Karseen im Nordschwarzwald
Die Karseen im Schwarzwald, die auch in Corona-Zeiten ein wunderbares Ausflugsziel sind, waren den Menschen von jeher nicht geheuer. Sie empfanden sie als unergründlich tief und glaubten, sie verhüllten eine fremde Welt und seien von Wassergeistern bewohnt. Spätestens dann, wenn sie an einem trüben Tag im dunklen Schwarzwald urplötzlich vor einer mächtigen Karwand standen, an deren Fuß, gesäumt von Nebelschwaden, ein schier endlos tief wirkender schwarzer See liegt, ging die Phantasie mit den Altvorderen durch.
So ranken sich jede Menge Mythen und Sagengeschichten um die abgeschlossenen Wasserflächen, die finsteren Augen gleich die Umgebung betrachten. Ob kleiner roter Drache, „Seemännle“ oder die „Jungfrau vom Mummelsee“– der Geschichten gibt es viele. Und die meisten von ihnen sind Gott sei Dank bis heute überliefert. Inzwischen wissen wir längst, was es mit den Karseen auf sich hat, die heutzutage als ökologisches Kleinod unter besonderem Schutz stehen. Der Naturpark Schwarzwald Mitte-Nord hat jetzt eine wunderbare Broschüre aufgelegt, in der die zehn Karseen des Nördlichen Schwarzwaldes aufgeführt und beschrieben sind.

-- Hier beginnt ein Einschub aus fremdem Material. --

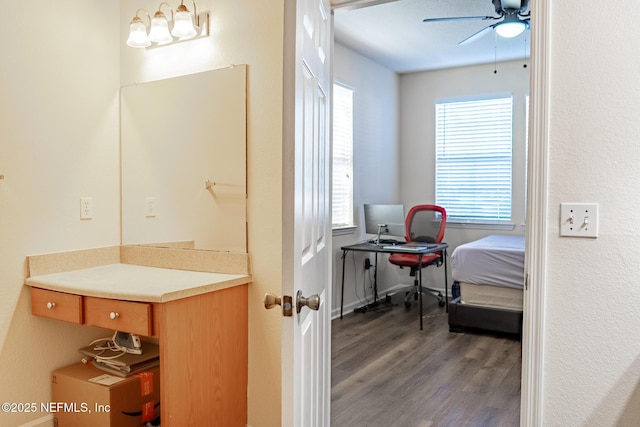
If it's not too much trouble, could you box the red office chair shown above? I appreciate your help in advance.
[389,205,447,308]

Karseen entstanden in der letzten Kaltphase im Alpenraum, der Würmeiszeit. Diese begann vor rund 115.000 Jahren und ging erst vor etwa 11.700Jahren zu Ende. Die mittlere Temperatur im Schwarzwald lag damals 8 bis 10°C niedriger als heute, das sorgte in den Höhenlagen für Dauerfrost und Gletscher. Lange Zeit galten die Kare im Schwarzwald, die nicht immer einen See hervorbrachten oder dessen Oberfläche schon lange verlandet ist,als Ergebnis von Bergstürzen oder Abrutschungen. Erst im Jahr 1894 wurde erkannt, dass sie eiszeitliche Erscheinungen darstellen. Der Österreicher Eduard Richter, Gletscherforscher und Alpinist, erkannte die Entstehung der Karwand und Karmulde im Zusammenhang mit Schneeverdichtungen und Frostwirkung am Felsen. Spannend ist auch die Verteilung der Kare und Karseen im gesamten Schwarzwald. Während im nördlichen Bereich, also dem heutigen Gebiet des Naturparks Schwarzwald Mitte/Nord nach der Eiszeit 129 Kare entstanden, waren es im Süden lediglich 20 Kare. Verantwortlich hierfür ist die unterschiedlich eBeschaffenheit des Untergrunds. Im Nordschwarzwald liegt auf dem Grundgebirge eine oftmals mehrere hundert Meter dicke Schicht aus „weichem“ Buntsandstein. Der Sand, der zur Bildung des Buntsandsteins führte, wurde zu Beginn des Mesozoikums vor rund 250 Millionen Jahren, also noch vor der Bildung des Oberrheingrabens und der Gebirge, von Flüssen in einem damals flachen Becken abgelagert, das sich bis nach Norddeutschland erstreckte. Im Südschwarzwald hingegen liegt der Boden direkt auf dem kristallinen, harten Grundgebirge auf und war weniger empfänglich für den Jahrtausende währenden Druck der Gletscher.
Die jetzt vorliegende Broschüre des Naturparks beschreibt Herrenwieser See, Schurmsee, Blindsee, den weithin bekannten Mummelsee, Ellbachsee, Sankenbachsee, Glaswaldsee, Huzenbacher See, Wilder See und Buhlbachsee. Ergänzt wird dieBeschreibung mit statistischen Daten, der Entstehungsgeschichte, Sagen und Legenden, der Veränderung im Schwarzwald allgemein, der Flora und Fauna und natürlich mit Wanderempfehlungen.